One such area is remittances. “By being able to instantly re-spend the funds that you receive,” Gutierrez said, “things like remittances can be done with seconds’ notice, which is unthinkable with other remittance methods.”
It also plays right into Dash’s main userbase, which includes struggling economies such as Venezuela as well as migrant workers looking to send money to their home countries. Although still difficult to buy, Dash effectively provides a cheaper and faster alternative to traditional remittance solutions, like Western Union or MoneyGram.
Dash is not the only proof-of-work blockchain to offer improved network utility. Competing projects like Bitcoin Cash or Satoshi’s Vision have attempted faster transactions through measures like larger blocks or 0-conf transactions, but with mixed success.
Although advocates say larger blocks vastly improved scalability, a BitMEX report recently found BSV nodes struggling to cope with larger block-sizes. As a result, nodes ended up on different chains, at different heights. The network had effectively forked, threatening the overall security of the blockchain.
According to 420 Bitcoin SV peers, the nodes are currently on different chains and at different heights: * 65% at the current tip * 17% stuck on a large 210MB block * 19% on the old pre-hardfork chain pic.twitter.com/hO98lFX9Zw — BitMEX Research (@BitMEXResearch) August 3, 2019
“Better Than Bitcoin”
Fully implemented in early July, Dash Core says they have not yet seen any protocol that really compares to ChainLocks. Gutierrez points out that while some projects, including Bitcoin, rely on implemented checkpoints at preset intervals, ChainLocks is “vastly superior” because it happens in “a completely decentralized and secure way.”

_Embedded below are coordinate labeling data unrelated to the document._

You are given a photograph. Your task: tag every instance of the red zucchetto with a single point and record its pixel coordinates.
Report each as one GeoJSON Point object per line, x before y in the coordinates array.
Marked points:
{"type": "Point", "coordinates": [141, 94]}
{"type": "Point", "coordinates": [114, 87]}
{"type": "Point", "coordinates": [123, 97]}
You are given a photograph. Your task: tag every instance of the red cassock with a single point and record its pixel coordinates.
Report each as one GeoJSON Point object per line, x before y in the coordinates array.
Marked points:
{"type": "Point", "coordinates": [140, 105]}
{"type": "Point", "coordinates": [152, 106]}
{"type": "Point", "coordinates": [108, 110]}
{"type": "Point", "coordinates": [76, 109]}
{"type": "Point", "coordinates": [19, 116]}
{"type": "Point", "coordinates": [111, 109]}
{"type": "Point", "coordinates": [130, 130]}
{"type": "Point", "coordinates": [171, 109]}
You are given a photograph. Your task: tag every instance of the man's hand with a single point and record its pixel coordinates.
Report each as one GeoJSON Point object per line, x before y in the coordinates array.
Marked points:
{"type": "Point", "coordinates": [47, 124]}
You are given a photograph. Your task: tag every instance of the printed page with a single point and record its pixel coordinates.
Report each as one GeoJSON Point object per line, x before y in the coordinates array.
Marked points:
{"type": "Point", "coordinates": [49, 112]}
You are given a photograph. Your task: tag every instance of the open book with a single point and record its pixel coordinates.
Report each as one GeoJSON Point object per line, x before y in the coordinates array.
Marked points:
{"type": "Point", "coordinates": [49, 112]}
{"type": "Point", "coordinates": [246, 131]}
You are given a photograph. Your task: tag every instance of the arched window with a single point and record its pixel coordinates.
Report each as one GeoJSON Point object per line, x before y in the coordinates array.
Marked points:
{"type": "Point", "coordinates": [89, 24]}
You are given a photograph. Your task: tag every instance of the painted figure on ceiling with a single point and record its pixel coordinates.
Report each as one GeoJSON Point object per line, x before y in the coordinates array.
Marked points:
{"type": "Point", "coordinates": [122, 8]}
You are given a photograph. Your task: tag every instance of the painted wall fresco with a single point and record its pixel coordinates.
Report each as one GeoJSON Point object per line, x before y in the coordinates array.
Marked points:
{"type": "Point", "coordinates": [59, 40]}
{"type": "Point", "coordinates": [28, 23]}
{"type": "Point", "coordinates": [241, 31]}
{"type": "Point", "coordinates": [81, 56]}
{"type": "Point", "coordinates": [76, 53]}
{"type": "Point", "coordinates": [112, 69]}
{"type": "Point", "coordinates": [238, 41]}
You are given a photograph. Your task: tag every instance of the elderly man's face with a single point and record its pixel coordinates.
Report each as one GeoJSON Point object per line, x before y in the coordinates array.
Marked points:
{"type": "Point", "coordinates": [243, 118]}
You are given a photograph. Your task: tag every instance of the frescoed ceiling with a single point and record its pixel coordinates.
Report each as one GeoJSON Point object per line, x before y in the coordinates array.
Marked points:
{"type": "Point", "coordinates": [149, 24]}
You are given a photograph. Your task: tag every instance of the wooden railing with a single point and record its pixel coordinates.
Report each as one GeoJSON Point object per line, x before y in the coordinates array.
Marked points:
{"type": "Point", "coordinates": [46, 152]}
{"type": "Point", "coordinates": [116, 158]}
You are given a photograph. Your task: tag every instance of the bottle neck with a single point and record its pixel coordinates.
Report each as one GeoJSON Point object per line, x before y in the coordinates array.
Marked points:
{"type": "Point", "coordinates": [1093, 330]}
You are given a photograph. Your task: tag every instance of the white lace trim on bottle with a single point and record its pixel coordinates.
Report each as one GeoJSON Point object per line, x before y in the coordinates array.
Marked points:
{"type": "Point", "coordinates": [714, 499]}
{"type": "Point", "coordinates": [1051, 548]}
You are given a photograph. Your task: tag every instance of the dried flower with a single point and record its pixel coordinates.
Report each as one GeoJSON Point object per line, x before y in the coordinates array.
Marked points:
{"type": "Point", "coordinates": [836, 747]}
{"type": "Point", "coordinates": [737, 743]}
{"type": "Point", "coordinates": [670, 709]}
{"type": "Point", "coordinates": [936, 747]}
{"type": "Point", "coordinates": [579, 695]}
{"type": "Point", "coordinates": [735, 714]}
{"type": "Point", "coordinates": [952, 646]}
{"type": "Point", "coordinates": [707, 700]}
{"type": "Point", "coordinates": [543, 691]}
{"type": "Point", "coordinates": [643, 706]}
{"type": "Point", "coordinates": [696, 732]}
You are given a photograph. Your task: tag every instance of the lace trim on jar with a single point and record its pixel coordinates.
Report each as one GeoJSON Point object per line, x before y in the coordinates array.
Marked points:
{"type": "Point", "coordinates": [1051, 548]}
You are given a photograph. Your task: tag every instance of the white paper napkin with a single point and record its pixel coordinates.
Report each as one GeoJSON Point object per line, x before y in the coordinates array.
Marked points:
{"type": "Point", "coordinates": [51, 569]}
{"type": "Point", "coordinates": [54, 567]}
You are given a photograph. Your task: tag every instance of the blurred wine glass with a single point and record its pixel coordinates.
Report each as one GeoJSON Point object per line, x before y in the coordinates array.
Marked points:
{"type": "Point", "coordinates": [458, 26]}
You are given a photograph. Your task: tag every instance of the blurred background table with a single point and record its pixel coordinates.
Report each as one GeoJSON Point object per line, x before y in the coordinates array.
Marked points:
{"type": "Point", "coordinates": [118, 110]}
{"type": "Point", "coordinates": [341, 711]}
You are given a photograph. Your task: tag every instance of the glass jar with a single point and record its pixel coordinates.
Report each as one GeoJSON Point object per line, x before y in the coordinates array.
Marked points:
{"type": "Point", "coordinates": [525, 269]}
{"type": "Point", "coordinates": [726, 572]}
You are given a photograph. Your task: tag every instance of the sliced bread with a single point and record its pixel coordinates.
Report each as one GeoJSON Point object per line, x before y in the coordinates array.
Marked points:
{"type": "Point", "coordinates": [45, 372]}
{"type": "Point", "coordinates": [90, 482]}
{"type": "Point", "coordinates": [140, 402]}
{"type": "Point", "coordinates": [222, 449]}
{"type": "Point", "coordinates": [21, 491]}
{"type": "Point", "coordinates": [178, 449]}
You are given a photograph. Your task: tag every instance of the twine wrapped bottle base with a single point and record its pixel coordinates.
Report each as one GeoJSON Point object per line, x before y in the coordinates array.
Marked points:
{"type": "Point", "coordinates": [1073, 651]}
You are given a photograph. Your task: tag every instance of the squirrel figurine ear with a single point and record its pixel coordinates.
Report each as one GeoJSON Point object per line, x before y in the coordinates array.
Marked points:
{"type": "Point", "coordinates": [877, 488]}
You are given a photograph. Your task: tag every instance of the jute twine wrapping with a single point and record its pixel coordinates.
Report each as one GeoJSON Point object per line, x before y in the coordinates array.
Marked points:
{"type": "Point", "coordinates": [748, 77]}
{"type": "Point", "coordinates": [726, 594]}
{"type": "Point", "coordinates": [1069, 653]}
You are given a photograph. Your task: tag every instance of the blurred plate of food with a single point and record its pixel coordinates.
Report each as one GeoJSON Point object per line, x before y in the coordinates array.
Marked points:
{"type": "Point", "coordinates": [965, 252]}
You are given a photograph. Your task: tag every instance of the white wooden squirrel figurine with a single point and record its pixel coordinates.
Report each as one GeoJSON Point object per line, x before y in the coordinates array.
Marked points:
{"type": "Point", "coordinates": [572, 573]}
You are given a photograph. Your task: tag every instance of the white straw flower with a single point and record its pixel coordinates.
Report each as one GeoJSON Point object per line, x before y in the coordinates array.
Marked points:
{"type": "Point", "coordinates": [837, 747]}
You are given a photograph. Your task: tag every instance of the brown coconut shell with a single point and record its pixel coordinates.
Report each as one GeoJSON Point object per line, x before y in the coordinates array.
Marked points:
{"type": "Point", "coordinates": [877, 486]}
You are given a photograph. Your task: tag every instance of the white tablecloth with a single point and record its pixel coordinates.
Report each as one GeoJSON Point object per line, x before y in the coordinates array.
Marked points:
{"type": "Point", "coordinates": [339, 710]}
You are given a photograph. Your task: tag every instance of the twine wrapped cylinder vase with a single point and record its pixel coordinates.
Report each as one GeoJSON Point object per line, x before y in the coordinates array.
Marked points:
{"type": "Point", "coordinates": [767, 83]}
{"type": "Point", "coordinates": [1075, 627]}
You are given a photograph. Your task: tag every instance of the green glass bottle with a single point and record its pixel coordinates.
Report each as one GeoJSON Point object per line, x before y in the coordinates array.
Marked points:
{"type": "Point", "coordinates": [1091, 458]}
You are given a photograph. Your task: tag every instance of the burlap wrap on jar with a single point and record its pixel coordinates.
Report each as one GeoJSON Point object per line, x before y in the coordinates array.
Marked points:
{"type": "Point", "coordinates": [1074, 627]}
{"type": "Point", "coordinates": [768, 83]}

ChainLocks may sound like a boring backend improvement, but it adds a new layer of security notably absent from other blockchains.
“It doesn’t matter if someone is mining a longer chain in secret in a 51% attack,” Dash Core CEO Ryan Taylor told Crypto Briefing in an earlier interview. “Someone could have 99% of the network power, but if anyone else publishes their block first, the chain becomes invalid.”
While Bitcoin may have the most mining clout, ChainLocks gives Dash a unique security and usability advantage. “This level of network consensus can be reached extremely quickly and reaches, I would argue, better than bitcoin security in four to six seconds,” he added.